The 93-minute film, co-directed with French-American filmmaker Victor Velle, was produced independently by Pink Cloud LLC on a modest US$640,000 budget. Funding came from family, friends, and artists who believed in the project.
Over three years, from early concept to post-production in late 2025, it evolved into a symphony in four movements: an ancestral call from Do Xa village near Hanoi; a north-to-south journey meeting collectors in Nha Trang and HCMC; rediscovery of archives; and legacy’s continuation through a younger generation, where Khoa Ha reimagines classics like “Long Me – Mother’s Heart” in a contemporary lens.
Blending contemporary cinematic language with animation, the film reconstructs intangible memories. One sequence vividly reimagines the creation of Long Me through Khoa Ha’s distinctive visual sensibility. Motion graphics, coastal documentary footage, and intimate family interviews with siblings Y Vu and Minh Hoan intertwine with the voices of veteran singers Mai Le Huyen, Carol Kim, Connie Kim, Phuong Tam, and Ly Duoc—alongside archivists and collectors from both Vietnam and the United States.
Rather than relying on rigid archives, the film embraces intimacy with a literary cadence, evoking a vanished Saigon—its theaters erased, its streets widened, yet still alive in musical echoes. The visuals are diverse: animation to embody memory, graphic design drawn from Khoa Ha’s own background, and a road‑film structure that traces both geography and emotion. The result is a documentary shaped for the streaming era—accessible, emotional, and deeply human.
With many challenges
Challenges abounded: scattered archives, some buried by neglect; the perception that documentaries are dull; and the emotional weight of a deeply personal family story. “This is the perspective of someone inside the family,” Khoa Ha explains. “It is the love of a granddaughter for her grandfather.”

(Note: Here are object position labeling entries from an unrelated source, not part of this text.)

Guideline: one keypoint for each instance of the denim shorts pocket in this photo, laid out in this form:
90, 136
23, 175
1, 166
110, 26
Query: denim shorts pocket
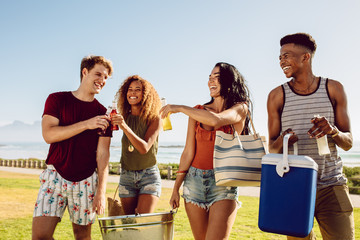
342, 195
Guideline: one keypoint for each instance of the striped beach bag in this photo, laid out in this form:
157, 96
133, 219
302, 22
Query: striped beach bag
237, 159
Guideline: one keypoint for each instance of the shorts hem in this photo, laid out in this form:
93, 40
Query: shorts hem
200, 205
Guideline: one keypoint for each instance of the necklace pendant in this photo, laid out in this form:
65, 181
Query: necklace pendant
131, 148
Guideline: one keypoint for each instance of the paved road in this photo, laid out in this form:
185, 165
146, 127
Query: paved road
244, 191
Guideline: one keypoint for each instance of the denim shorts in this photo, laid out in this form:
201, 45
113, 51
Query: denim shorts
134, 183
200, 189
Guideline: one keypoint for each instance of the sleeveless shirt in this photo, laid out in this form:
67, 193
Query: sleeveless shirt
297, 112
134, 160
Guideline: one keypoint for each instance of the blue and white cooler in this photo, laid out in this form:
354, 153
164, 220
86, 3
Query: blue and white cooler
287, 193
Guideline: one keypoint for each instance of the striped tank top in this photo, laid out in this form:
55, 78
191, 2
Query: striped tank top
297, 112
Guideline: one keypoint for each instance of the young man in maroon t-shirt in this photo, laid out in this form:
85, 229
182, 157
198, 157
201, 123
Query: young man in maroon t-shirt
77, 129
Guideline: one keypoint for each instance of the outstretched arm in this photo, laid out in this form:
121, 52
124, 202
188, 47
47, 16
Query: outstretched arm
341, 130
52, 132
102, 158
229, 116
185, 161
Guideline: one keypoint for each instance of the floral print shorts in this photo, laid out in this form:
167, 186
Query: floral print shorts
56, 194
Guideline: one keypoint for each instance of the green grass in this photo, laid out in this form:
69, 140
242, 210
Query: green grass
19, 191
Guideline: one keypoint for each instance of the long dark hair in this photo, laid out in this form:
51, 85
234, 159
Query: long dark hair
233, 89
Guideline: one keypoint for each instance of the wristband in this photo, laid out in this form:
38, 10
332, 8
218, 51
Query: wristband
180, 173
335, 134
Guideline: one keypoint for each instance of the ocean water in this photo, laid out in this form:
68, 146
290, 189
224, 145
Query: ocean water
167, 153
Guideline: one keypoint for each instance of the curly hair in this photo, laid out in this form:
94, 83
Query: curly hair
233, 89
150, 103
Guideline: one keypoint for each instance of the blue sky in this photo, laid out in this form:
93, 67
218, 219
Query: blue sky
173, 44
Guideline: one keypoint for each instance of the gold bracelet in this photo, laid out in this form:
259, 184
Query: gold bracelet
335, 134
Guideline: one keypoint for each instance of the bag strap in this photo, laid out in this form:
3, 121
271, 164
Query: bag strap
252, 124
116, 191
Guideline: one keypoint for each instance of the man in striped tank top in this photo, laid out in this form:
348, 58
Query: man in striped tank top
291, 109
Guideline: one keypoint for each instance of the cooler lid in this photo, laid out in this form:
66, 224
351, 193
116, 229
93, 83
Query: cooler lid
294, 160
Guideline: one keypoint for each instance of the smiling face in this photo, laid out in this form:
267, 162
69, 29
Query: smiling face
134, 93
95, 79
292, 59
214, 82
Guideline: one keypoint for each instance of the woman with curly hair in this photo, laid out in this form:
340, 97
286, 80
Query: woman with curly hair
211, 209
140, 182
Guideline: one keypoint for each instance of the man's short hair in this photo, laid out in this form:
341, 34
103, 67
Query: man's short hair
89, 62
302, 39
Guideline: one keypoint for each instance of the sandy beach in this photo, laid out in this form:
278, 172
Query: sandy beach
244, 191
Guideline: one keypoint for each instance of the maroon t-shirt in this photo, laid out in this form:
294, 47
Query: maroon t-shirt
74, 158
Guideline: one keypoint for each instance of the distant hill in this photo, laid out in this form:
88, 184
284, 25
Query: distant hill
21, 132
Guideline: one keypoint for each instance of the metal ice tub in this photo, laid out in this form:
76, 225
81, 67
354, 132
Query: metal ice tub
149, 226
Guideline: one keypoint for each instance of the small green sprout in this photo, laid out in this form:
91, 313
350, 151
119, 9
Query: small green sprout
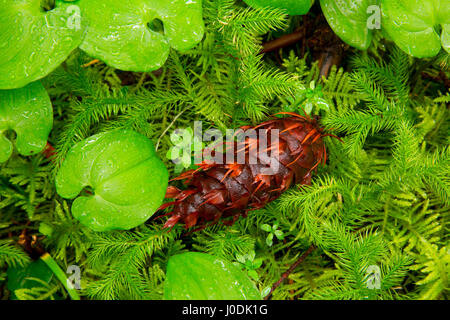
249, 263
273, 231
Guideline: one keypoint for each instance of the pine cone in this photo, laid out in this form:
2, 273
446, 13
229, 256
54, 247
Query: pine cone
216, 191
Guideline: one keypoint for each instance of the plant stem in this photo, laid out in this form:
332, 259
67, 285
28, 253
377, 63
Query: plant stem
290, 270
51, 263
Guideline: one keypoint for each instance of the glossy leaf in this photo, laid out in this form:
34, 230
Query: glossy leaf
348, 19
200, 276
27, 111
126, 36
415, 25
22, 277
33, 42
128, 179
292, 7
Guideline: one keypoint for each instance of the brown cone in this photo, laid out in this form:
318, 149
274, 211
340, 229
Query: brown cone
230, 190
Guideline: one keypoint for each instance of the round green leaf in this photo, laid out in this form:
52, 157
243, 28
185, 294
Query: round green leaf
20, 277
128, 179
348, 19
33, 42
27, 111
292, 7
418, 27
200, 276
125, 37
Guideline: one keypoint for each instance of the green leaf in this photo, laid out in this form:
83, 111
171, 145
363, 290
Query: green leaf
19, 277
269, 239
27, 111
125, 37
279, 234
33, 42
413, 25
348, 19
292, 7
199, 276
128, 179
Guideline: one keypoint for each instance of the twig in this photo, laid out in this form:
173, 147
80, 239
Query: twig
290, 270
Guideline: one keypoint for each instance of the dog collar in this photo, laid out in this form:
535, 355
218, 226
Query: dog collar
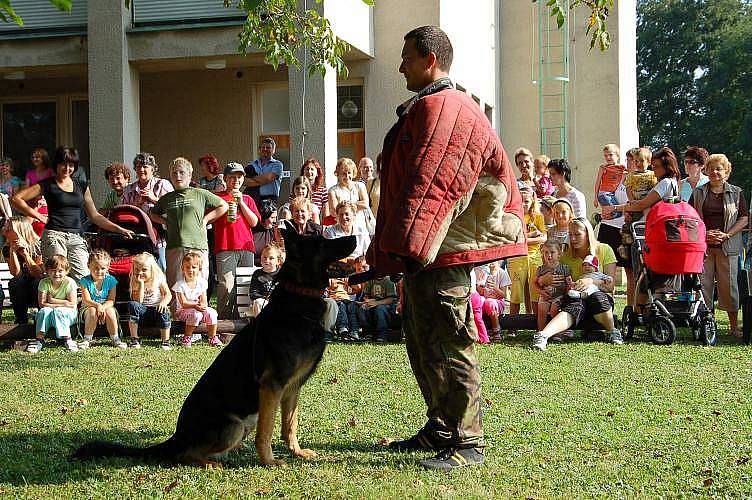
300, 290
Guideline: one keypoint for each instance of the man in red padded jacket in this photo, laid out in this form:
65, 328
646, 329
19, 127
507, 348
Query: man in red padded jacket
449, 201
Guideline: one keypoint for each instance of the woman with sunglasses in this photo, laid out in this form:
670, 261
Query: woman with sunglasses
597, 306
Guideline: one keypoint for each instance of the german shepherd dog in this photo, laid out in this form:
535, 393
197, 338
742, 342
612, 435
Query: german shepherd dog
261, 369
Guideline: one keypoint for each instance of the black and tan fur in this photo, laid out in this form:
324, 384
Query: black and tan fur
261, 369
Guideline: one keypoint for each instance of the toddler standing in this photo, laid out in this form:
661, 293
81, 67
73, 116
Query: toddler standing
98, 299
494, 287
550, 298
57, 304
192, 305
150, 299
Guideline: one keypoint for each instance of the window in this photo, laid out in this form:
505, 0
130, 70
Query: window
27, 126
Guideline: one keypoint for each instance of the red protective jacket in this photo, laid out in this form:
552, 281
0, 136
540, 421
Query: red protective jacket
448, 192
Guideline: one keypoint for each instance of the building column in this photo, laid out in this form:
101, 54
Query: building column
114, 123
313, 115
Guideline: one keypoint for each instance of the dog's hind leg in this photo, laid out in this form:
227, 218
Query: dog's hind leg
269, 400
290, 424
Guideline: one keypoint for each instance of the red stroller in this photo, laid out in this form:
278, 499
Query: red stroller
123, 249
668, 259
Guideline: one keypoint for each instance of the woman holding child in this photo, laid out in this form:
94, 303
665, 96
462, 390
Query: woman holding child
597, 305
62, 227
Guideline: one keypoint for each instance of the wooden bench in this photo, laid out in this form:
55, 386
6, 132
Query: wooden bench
242, 285
5, 278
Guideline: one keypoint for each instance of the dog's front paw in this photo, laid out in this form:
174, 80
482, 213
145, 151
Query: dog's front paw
304, 453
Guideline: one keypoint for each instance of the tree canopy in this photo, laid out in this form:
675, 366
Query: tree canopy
694, 84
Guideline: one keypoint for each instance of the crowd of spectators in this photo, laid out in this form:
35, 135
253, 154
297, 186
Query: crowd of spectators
229, 217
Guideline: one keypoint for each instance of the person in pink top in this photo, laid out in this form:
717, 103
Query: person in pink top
233, 241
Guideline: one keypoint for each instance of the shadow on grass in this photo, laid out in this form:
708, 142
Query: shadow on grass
44, 458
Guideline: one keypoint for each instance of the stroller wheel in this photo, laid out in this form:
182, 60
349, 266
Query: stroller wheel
662, 330
709, 330
627, 323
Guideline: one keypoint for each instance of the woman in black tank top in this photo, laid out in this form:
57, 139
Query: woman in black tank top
65, 196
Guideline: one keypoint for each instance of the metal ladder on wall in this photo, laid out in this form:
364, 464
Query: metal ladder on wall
553, 83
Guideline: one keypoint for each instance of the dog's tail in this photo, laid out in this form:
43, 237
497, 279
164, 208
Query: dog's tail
98, 449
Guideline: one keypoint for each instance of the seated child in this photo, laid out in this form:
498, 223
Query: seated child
590, 270
550, 298
542, 179
641, 181
476, 302
378, 308
150, 299
262, 281
494, 288
610, 175
57, 304
98, 300
348, 323
192, 305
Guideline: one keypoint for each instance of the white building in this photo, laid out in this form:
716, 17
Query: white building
165, 77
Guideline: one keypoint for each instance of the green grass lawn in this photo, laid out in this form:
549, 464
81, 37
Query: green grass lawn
580, 420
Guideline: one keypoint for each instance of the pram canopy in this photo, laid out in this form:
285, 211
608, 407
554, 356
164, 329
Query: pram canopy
674, 239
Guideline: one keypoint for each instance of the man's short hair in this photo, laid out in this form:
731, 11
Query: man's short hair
433, 39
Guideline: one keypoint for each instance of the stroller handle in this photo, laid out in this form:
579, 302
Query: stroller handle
139, 236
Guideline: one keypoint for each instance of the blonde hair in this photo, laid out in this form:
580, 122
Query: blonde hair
346, 163
55, 262
719, 159
99, 255
182, 162
543, 159
146, 260
192, 258
346, 204
613, 148
274, 247
25, 231
582, 222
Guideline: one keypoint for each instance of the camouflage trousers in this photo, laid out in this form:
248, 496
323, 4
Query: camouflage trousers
440, 332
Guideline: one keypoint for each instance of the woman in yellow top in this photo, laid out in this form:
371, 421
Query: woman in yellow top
521, 268
598, 305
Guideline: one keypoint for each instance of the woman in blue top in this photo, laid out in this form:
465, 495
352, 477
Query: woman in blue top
62, 227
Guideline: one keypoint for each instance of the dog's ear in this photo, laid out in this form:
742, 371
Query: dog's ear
339, 248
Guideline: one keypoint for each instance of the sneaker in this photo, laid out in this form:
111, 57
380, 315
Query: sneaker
454, 458
616, 338
418, 442
71, 345
35, 346
119, 343
539, 341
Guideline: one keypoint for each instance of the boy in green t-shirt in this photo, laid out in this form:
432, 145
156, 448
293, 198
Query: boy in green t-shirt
378, 308
184, 211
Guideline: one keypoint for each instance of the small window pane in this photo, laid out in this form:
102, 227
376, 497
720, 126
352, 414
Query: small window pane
350, 107
275, 110
27, 126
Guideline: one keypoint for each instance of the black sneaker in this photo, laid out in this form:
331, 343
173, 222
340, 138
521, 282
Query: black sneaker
418, 442
453, 458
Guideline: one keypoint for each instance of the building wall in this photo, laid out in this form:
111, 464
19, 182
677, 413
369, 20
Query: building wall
191, 113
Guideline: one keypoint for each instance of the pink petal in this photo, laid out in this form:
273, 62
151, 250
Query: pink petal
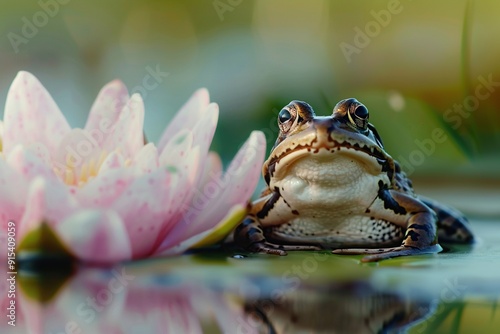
181, 200
47, 202
106, 110
212, 170
235, 187
204, 129
144, 211
186, 117
76, 149
32, 116
105, 188
96, 236
177, 148
13, 192
127, 134
113, 160
28, 164
146, 160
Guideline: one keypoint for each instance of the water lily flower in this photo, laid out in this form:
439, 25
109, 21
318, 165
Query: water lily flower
101, 194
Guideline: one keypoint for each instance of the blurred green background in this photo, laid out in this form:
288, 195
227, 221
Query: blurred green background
410, 62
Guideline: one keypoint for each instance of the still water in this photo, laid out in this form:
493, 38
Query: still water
217, 291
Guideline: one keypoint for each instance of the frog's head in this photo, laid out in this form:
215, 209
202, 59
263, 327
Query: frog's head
346, 136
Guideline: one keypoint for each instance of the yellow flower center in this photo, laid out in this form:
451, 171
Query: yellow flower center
79, 175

That authenticity resonated. The film premiered at DOC NYC in November 2025, America’s largest documentary festival, where it ranked among the Top 10. It went on to screen at the Atlanta Film Festival in April 2026, the Florida Film Festival, San Luis Obispo, and more than eight additional international festivals in coming days.
In the film, Saigon—now Ho Chi Minh City—emerges not as a concrete metropolis but as a luminous canvas of memory and melody. Long Me becomes a symbol of maternal love across generations, its raw original recording pulsing with truth.
Khoa Ha traces Y Van’s path from a struggling childhood to an understated legacy, echoing the steady pace of a patient melody. And she also depicts Y Van as a modest composer.
In Vietnam’s fast‑evolving film scene, Khoa Ha’s project poses a vital question: how do we preserve memory amid relentless speed? She envisions the film traveling—returning to Vietnam after its festival circuit and reaching audiences worldwide through streaming platforms.
“I want young Vietnamese to feel proud of their culture,” she says. “They sing Saigon or 60 Nam (year) every day but don’t know the composer. This gives them a chance to understand him deeply.”
Her voice carries the warmth of a vinyl’s soft crackle. From designer to filmmaker, Khoa Ha transforms longing into creation, driven by love for family, heritage, and the fragile threads that bind eras together.
The journey continues. Beneath modern noise of HCMC, old Saigon’s sounds wait. When the city quiets at night, they return softly, proving the lost is never gone, just waiting to be found.